La lontananza fisica, per quanto dolorosa, può essere limitata dalla vicinanza d’amore e d’affetto, mediata dalla tecnologia che in minima parte ci aiuta. La relazione con l’altro e con sé stessi è in massima sintesi ciò che può preservare il nostro benessere ed aiutarci a superare le difficoltà, qualunque esse siano, che la Peste porta con sé.
In uno dei passi finali del romanzo, quando le coppie separate dalla quarantena si ritrovano, Camus scrive: “Queste coppie estatiche, strettamente unite ed avare di parole, affermavano in mezzo al tumulto, col trionfo e l’ingiustizia della felicità, che la peste era finita e che il terrore aveva fatto il suo tempo”.
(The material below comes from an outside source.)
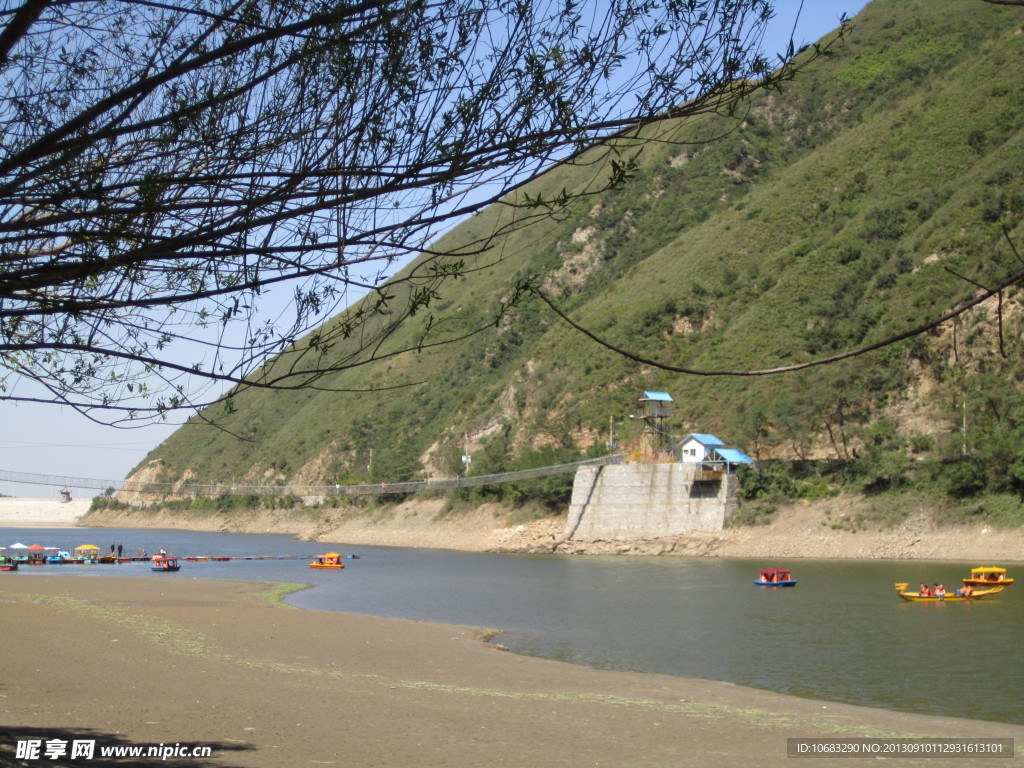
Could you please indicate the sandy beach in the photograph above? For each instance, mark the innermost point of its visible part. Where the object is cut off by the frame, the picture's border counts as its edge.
(189, 662)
Ritrovare la felicità grazie all’incontro con l’altro, dopo averlo tanto desiderato, è il modo che Camus ci suggerisce per combattere la “morte”, in qualsiasi forma essa si presenti. Una metafora attuale che oggi possiamo tradurre attraverso il parallelismo tra peste e pandemia da Covid-19, traendone un valido insegnamento.